Auf dem Papier, im kleinen Rahmen und im Schönwettertest funktioniert das Prinzip bereits. Doch die technischen Hürden für einen sicheren und großflächigen Einsatz autonomer Busse müssen die Ingenieure diverser Hersteller noch in den Griff bekommen. Wechselnde Wetterlagen, undeutlich markierte Signalumgebungen, Sichtverhältnisse, Tunnel, der Sonnenstand sowie die Lichtverhältnisse bei Tag und in der Nacht – diese Eventualitäten kann die moderne Sensorik noch nicht sicher aussteuern.
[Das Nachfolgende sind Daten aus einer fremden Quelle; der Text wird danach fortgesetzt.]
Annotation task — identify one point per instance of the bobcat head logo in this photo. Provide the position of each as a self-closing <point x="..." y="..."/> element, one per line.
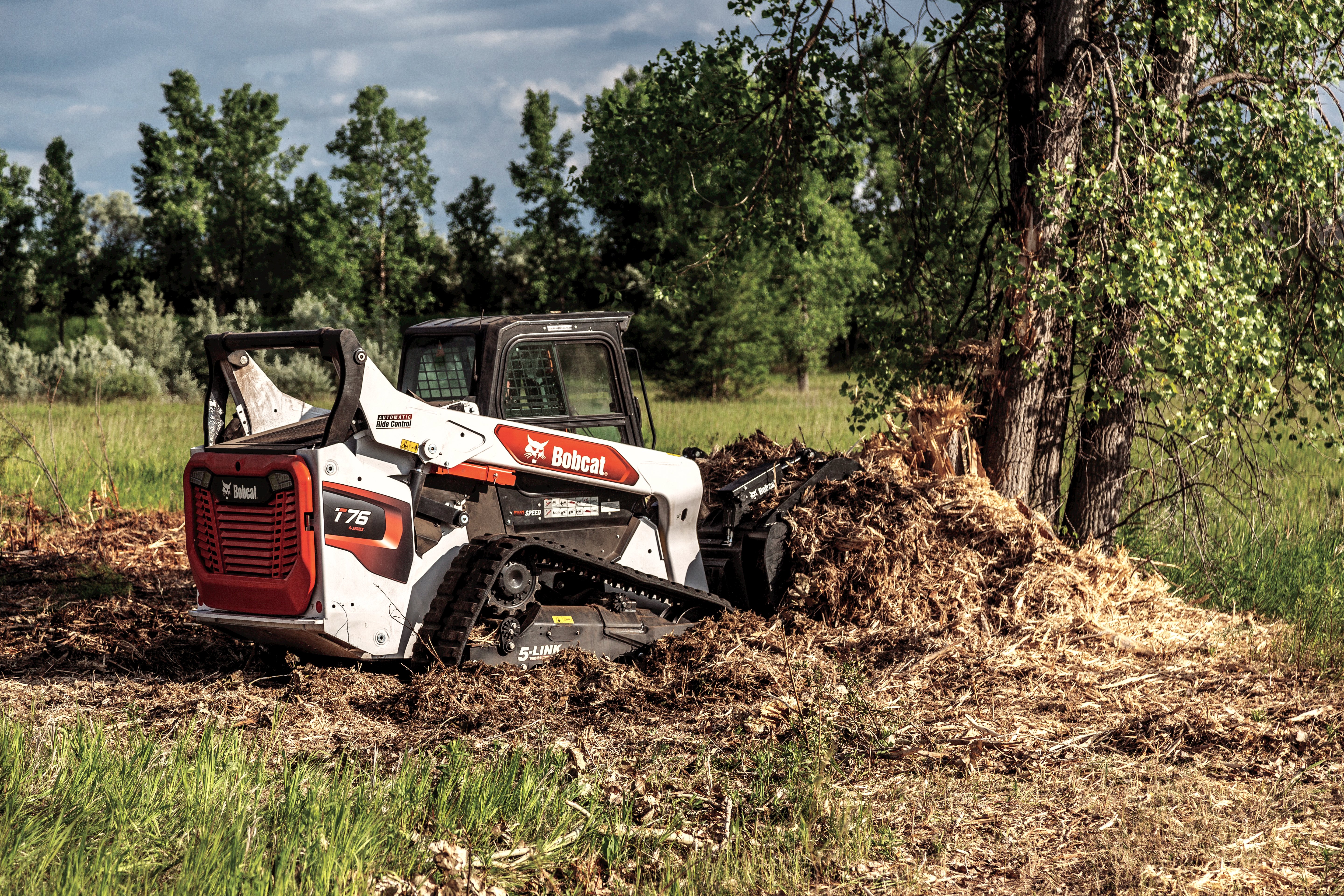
<point x="536" y="451"/>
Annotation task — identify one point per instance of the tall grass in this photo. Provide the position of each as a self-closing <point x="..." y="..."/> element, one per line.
<point x="147" y="447"/>
<point x="87" y="809"/>
<point x="148" y="441"/>
<point x="819" y="417"/>
<point x="1281" y="557"/>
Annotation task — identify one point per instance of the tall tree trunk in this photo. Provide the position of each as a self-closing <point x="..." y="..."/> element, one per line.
<point x="1107" y="434"/>
<point x="1053" y="425"/>
<point x="1043" y="42"/>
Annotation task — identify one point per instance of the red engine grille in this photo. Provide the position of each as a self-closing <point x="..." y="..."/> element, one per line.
<point x="246" y="539"/>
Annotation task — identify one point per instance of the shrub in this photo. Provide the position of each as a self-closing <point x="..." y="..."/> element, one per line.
<point x="21" y="370"/>
<point x="88" y="366"/>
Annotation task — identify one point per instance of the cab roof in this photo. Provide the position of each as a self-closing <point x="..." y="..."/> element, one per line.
<point x="482" y="323"/>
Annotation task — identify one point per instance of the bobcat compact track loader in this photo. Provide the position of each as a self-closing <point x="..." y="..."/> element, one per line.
<point x="498" y="507"/>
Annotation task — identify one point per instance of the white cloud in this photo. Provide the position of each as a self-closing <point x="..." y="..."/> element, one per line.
<point x="414" y="96"/>
<point x="343" y="66"/>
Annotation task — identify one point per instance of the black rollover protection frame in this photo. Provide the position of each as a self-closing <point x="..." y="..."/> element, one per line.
<point x="341" y="347"/>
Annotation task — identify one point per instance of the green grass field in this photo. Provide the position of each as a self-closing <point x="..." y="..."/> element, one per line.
<point x="148" y="442"/>
<point x="87" y="811"/>
<point x="1283" y="558"/>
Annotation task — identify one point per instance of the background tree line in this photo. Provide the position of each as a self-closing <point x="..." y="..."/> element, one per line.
<point x="1116" y="222"/>
<point x="221" y="225"/>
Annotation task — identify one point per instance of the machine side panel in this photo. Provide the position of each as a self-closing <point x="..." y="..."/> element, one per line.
<point x="374" y="527"/>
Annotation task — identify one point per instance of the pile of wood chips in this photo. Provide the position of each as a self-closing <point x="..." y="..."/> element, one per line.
<point x="1018" y="715"/>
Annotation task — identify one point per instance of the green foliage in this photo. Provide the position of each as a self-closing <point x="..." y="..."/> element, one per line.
<point x="475" y="245"/>
<point x="17" y="220"/>
<point x="1281" y="557"/>
<point x="62" y="241"/>
<point x="556" y="245"/>
<point x="113" y="262"/>
<point x="173" y="187"/>
<point x="729" y="298"/>
<point x="388" y="185"/>
<point x="221" y="222"/>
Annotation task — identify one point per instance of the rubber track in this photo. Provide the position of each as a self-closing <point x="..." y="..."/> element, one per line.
<point x="467" y="586"/>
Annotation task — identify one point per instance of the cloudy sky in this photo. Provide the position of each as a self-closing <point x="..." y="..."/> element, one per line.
<point x="91" y="72"/>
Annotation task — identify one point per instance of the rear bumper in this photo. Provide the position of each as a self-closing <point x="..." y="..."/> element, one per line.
<point x="292" y="633"/>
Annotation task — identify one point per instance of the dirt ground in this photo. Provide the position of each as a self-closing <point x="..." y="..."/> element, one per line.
<point x="1011" y="714"/>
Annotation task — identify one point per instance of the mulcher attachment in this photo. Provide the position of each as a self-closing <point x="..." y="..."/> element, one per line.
<point x="746" y="561"/>
<point x="522" y="600"/>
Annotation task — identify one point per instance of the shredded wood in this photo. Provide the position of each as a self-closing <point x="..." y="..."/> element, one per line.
<point x="1011" y="714"/>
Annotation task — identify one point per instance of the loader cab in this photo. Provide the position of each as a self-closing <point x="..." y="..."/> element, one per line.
<point x="566" y="373"/>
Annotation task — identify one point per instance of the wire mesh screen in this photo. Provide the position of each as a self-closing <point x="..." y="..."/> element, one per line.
<point x="532" y="382"/>
<point x="444" y="369"/>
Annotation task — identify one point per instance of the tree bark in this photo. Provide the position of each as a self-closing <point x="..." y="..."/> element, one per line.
<point x="1107" y="433"/>
<point x="1043" y="42"/>
<point x="1053" y="425"/>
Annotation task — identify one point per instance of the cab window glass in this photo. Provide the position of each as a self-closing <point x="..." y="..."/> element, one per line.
<point x="532" y="382"/>
<point x="440" y="370"/>
<point x="588" y="379"/>
<point x="609" y="433"/>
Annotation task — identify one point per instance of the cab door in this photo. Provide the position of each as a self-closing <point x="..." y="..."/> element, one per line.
<point x="568" y="385"/>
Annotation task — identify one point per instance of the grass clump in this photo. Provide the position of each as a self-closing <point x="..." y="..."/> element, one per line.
<point x="1280" y="558"/>
<point x="95" y="808"/>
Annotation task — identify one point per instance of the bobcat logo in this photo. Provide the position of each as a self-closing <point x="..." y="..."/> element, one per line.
<point x="536" y="451"/>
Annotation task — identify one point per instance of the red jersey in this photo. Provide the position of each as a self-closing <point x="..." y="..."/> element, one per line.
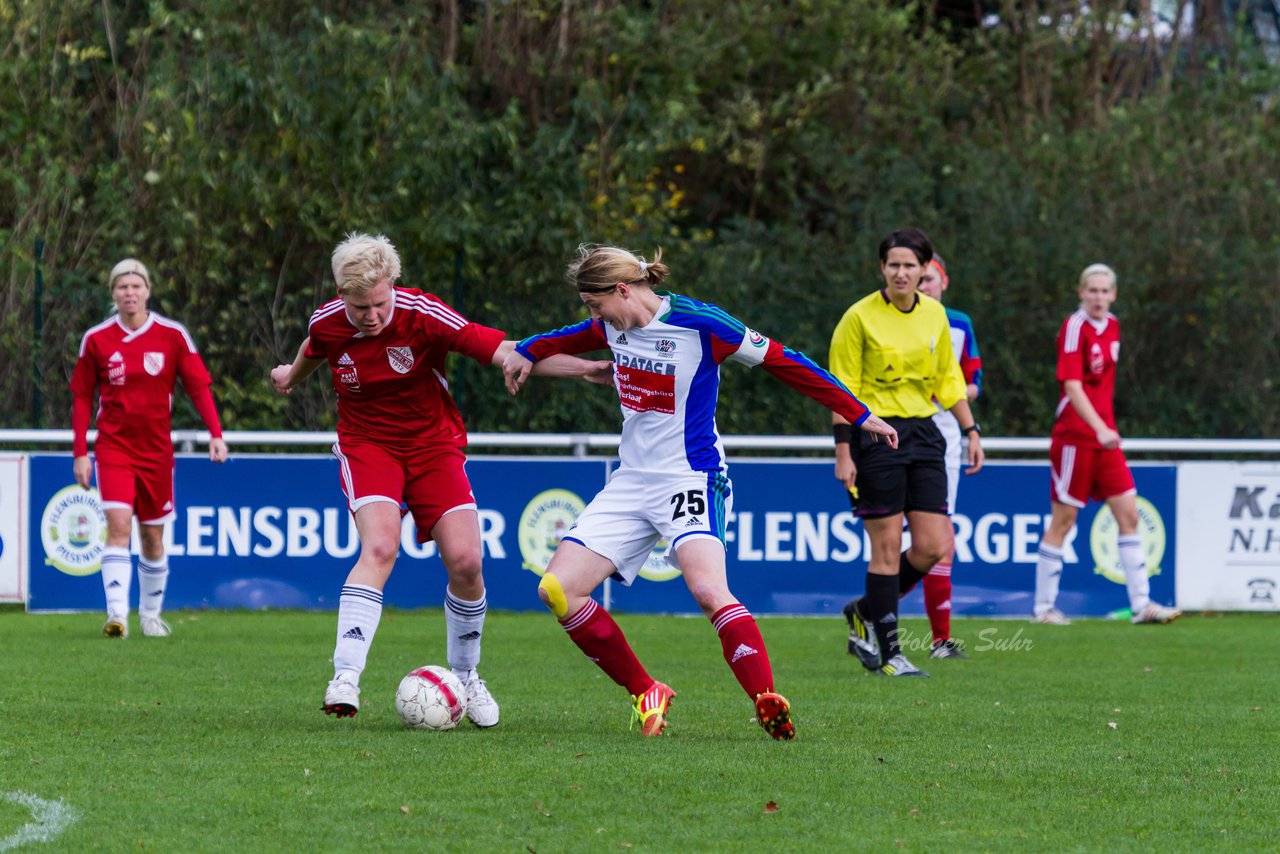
<point x="392" y="386"/>
<point x="135" y="371"/>
<point x="1087" y="351"/>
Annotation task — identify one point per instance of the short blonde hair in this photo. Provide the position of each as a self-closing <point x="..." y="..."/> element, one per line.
<point x="364" y="260"/>
<point x="127" y="266"/>
<point x="598" y="269"/>
<point x="1098" y="269"/>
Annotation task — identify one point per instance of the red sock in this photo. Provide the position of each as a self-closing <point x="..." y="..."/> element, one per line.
<point x="602" y="640"/>
<point x="744" y="649"/>
<point x="937" y="599"/>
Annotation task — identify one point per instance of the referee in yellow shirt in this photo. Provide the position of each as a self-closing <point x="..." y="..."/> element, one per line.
<point x="892" y="348"/>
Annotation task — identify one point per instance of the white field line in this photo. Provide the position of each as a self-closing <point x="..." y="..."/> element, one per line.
<point x="48" y="820"/>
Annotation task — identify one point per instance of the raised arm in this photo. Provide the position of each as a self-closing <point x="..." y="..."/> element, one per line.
<point x="286" y="377"/>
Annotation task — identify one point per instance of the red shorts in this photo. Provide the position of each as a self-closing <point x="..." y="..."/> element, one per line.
<point x="142" y="487"/>
<point x="430" y="482"/>
<point x="1083" y="471"/>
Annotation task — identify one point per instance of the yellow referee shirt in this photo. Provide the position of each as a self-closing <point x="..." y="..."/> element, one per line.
<point x="897" y="361"/>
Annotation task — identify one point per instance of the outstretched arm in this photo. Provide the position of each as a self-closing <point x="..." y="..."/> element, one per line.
<point x="286" y="377"/>
<point x="593" y="370"/>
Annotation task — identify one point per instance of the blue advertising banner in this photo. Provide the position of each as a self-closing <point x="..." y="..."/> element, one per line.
<point x="794" y="546"/>
<point x="272" y="531"/>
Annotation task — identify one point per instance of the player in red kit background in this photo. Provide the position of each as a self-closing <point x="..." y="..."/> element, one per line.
<point x="133" y="360"/>
<point x="400" y="442"/>
<point x="1084" y="451"/>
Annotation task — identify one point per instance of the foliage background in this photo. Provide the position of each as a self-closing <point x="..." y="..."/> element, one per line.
<point x="764" y="146"/>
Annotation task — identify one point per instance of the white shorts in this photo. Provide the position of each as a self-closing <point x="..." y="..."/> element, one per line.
<point x="638" y="508"/>
<point x="950" y="429"/>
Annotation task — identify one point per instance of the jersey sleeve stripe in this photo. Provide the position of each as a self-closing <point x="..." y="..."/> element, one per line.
<point x="324" y="311"/>
<point x="433" y="307"/>
<point x="1072" y="339"/>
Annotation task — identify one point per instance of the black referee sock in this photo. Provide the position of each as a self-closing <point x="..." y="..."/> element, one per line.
<point x="880" y="608"/>
<point x="908" y="576"/>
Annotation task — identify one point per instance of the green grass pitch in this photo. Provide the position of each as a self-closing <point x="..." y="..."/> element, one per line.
<point x="1095" y="736"/>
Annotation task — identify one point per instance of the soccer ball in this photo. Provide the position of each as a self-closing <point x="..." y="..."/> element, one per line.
<point x="430" y="698"/>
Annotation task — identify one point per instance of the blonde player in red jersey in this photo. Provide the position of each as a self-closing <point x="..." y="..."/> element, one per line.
<point x="400" y="442"/>
<point x="133" y="360"/>
<point x="1084" y="452"/>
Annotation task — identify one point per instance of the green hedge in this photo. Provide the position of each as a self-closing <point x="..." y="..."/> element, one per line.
<point x="764" y="146"/>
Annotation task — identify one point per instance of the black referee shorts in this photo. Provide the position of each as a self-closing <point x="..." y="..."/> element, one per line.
<point x="909" y="478"/>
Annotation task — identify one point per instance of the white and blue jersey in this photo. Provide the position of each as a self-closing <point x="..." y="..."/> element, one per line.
<point x="667" y="378"/>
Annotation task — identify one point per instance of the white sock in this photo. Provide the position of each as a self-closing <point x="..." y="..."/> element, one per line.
<point x="152" y="576"/>
<point x="1048" y="574"/>
<point x="117" y="575"/>
<point x="360" y="610"/>
<point x="1134" y="570"/>
<point x="465" y="622"/>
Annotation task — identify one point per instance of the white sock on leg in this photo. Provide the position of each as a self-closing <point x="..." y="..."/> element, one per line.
<point x="1134" y="570"/>
<point x="360" y="610"/>
<point x="117" y="575"/>
<point x="1048" y="575"/>
<point x="152" y="578"/>
<point x="464" y="622"/>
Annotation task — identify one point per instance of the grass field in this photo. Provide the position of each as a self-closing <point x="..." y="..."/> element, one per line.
<point x="1096" y="736"/>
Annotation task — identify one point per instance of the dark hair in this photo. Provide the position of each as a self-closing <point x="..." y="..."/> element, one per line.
<point x="912" y="238"/>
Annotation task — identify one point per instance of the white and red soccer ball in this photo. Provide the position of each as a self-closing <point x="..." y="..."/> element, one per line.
<point x="430" y="698"/>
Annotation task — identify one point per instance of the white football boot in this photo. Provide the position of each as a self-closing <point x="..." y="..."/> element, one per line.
<point x="481" y="708"/>
<point x="1157" y="613"/>
<point x="155" y="628"/>
<point x="342" y="697"/>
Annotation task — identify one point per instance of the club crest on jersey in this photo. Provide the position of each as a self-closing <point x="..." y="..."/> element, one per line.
<point x="401" y="359"/>
<point x="1096" y="361"/>
<point x="115" y="369"/>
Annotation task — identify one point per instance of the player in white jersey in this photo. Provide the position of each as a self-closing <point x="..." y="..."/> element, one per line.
<point x="672" y="478"/>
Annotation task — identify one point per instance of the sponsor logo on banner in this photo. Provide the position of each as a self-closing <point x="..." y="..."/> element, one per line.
<point x="401" y="359"/>
<point x="543" y="524"/>
<point x="1106" y="553"/>
<point x="1262" y="592"/>
<point x="73" y="531"/>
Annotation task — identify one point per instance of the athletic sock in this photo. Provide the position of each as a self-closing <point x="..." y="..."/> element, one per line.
<point x="1134" y="570"/>
<point x="908" y="576"/>
<point x="117" y="575"/>
<point x="464" y="621"/>
<point x="360" y="608"/>
<point x="152" y="578"/>
<point x="744" y="648"/>
<point x="1048" y="574"/>
<point x="937" y="598"/>
<point x="602" y="640"/>
<point x="880" y="607"/>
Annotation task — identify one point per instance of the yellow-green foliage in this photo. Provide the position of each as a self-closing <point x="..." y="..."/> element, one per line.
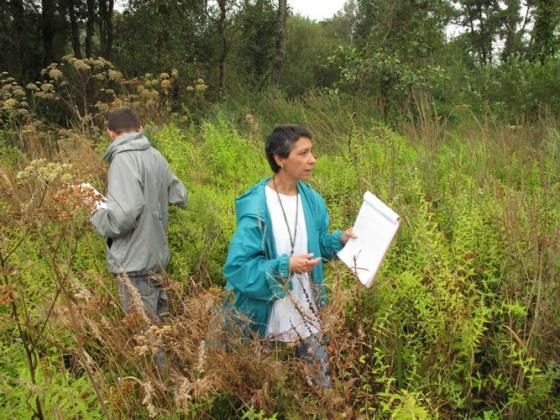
<point x="462" y="321"/>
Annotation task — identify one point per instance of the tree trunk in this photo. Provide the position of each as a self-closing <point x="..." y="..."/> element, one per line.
<point x="278" y="66"/>
<point x="74" y="29"/>
<point x="18" y="33"/>
<point x="109" y="28"/>
<point x="223" y="54"/>
<point x="48" y="29"/>
<point x="543" y="43"/>
<point x="90" y="28"/>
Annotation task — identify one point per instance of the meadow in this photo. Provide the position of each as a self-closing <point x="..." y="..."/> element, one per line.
<point x="463" y="320"/>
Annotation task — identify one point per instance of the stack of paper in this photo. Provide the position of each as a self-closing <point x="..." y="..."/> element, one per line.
<point x="375" y="227"/>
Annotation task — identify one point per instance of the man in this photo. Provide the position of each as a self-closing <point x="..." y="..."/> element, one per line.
<point x="134" y="221"/>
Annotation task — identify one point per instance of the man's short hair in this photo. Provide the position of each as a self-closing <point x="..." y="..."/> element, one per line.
<point x="281" y="141"/>
<point x="122" y="120"/>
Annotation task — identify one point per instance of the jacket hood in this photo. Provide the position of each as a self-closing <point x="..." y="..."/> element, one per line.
<point x="126" y="142"/>
<point x="253" y="201"/>
<point x="250" y="203"/>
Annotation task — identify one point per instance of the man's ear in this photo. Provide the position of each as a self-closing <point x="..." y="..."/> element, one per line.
<point x="112" y="134"/>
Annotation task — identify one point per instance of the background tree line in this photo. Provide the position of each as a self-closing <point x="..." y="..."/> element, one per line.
<point x="490" y="55"/>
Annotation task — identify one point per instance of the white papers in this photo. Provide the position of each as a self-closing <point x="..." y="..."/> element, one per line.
<point x="375" y="227"/>
<point x="91" y="197"/>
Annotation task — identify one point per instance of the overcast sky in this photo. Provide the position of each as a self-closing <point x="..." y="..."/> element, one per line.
<point x="316" y="9"/>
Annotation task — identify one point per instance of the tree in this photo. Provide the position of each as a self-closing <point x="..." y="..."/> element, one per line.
<point x="547" y="19"/>
<point x="278" y="66"/>
<point x="223" y="55"/>
<point x="75" y="33"/>
<point x="105" y="22"/>
<point x="90" y="27"/>
<point x="48" y="30"/>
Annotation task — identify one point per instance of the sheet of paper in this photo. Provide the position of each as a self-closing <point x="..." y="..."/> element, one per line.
<point x="375" y="227"/>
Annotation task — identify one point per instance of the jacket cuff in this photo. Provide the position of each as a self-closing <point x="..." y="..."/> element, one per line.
<point x="278" y="283"/>
<point x="335" y="242"/>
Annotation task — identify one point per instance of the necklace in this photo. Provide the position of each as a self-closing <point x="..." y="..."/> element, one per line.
<point x="292" y="239"/>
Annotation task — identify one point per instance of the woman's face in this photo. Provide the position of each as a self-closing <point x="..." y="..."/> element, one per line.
<point x="300" y="161"/>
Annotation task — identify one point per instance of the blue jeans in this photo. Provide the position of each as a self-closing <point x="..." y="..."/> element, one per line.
<point x="312" y="351"/>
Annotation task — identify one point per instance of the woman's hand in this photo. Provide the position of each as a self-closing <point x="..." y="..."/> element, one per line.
<point x="303" y="263"/>
<point x="347" y="235"/>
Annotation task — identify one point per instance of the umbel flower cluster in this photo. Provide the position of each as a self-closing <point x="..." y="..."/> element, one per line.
<point x="13" y="100"/>
<point x="47" y="172"/>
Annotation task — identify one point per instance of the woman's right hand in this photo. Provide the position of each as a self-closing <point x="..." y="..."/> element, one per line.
<point x="303" y="263"/>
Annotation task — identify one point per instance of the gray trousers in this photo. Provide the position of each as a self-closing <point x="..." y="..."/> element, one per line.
<point x="156" y="304"/>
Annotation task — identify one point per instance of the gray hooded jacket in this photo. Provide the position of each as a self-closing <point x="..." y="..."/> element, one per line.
<point x="140" y="186"/>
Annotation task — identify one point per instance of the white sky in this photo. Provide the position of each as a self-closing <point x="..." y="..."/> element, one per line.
<point x="316" y="9"/>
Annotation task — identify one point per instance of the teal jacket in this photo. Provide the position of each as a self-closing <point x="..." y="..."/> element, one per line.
<point x="255" y="274"/>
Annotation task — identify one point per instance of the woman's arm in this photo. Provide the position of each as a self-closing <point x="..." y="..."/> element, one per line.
<point x="247" y="267"/>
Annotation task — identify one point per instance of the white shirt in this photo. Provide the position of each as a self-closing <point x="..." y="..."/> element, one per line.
<point x="295" y="316"/>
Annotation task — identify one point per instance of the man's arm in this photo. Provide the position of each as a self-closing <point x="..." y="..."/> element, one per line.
<point x="125" y="199"/>
<point x="176" y="190"/>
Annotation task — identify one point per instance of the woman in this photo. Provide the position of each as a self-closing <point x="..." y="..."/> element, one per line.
<point x="275" y="259"/>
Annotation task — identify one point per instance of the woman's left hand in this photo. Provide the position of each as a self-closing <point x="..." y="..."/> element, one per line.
<point x="349" y="233"/>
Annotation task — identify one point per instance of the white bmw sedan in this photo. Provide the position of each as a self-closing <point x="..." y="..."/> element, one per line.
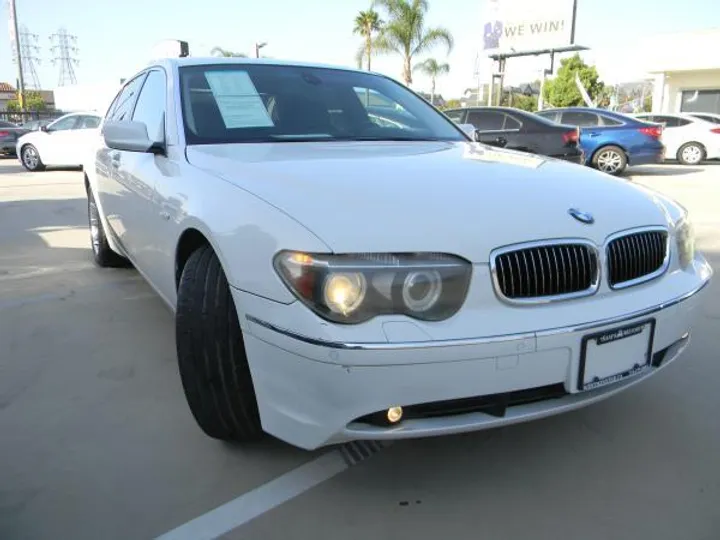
<point x="335" y="276"/>
<point x="63" y="142"/>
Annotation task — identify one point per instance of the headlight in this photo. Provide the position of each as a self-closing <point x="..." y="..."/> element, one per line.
<point x="355" y="288"/>
<point x="685" y="238"/>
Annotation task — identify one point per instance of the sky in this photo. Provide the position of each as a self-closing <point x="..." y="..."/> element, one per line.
<point x="115" y="38"/>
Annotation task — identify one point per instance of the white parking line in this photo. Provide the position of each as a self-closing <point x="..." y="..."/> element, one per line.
<point x="252" y="504"/>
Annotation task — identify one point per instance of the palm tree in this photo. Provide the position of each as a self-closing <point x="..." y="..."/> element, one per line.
<point x="406" y="34"/>
<point x="367" y="23"/>
<point x="219" y="51"/>
<point x="433" y="69"/>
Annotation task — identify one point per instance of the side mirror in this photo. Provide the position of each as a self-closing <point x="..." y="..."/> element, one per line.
<point x="130" y="137"/>
<point x="469" y="130"/>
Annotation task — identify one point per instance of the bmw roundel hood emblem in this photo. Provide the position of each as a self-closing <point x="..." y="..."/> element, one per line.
<point x="582" y="217"/>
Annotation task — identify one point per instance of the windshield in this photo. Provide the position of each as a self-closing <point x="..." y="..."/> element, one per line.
<point x="237" y="103"/>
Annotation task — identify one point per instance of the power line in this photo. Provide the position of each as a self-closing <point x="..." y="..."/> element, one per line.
<point x="28" y="53"/>
<point x="65" y="51"/>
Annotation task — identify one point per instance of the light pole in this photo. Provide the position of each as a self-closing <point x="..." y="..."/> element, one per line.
<point x="259" y="46"/>
<point x="16" y="39"/>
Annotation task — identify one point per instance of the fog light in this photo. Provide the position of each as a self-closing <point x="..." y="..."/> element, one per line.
<point x="394" y="414"/>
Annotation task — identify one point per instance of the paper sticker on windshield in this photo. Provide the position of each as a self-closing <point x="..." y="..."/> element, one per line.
<point x="239" y="102"/>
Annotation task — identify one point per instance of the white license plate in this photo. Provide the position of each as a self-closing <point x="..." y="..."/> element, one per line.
<point x="614" y="355"/>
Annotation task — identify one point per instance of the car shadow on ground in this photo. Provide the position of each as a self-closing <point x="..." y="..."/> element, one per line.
<point x="661" y="170"/>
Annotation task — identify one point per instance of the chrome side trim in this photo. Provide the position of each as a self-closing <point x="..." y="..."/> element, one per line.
<point x="595" y="282"/>
<point x="648" y="277"/>
<point x="380" y="346"/>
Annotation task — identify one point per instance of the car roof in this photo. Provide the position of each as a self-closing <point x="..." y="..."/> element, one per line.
<point x="215" y="60"/>
<point x="75" y="113"/>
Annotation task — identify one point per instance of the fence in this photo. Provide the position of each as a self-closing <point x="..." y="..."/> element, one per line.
<point x="22" y="117"/>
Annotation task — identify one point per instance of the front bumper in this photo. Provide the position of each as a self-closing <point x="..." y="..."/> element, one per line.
<point x="313" y="392"/>
<point x="647" y="158"/>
Auf dem Weg zum autonomen Fahren gibt es daher Zwischenetappen, die angesteuert werden. Sie hören auf die Bezeichnung „automatisiertes Fahren“ und beinhalten Technologien, die man aus modernen PKWs ebenfalls kennt – beispielsweise Assistenten beim Einparken oder zur Einhaltung der Fahrspur. Dennoch: autonomes Fahren ist nur eine Frage der Zeit – und zugleich die Antwort auf so manche drängende Frage im Nahverkehr. Denn ein autonomer Busbetrieb kann enger getaktet werden und gerade in dünn besiedelten ländlichen Regionen eine bessere Versorgung leisten. Perspektivisch könnte die Technologie das Verhältnis von Personalkosten im Vergleich zur Zahl der Fahrgäste optimieren und Verkehrsleistungen auch außerhalb von Stoßzeiten mit kleineren Bussen bedienen. Doch das ist zweifellos Zukunftsmusik. Die ersten autonom fahrenden Busse werden eher auf Zubringerrouten unterwegs sein, auf denen sie auf einer festen Strecke von A nach B nur wenige Zwischenstopps bewältigen müssen. Bis es soweit ist, bleibt der MDV am Ball und beobachtet die Entwicklungen gespannt.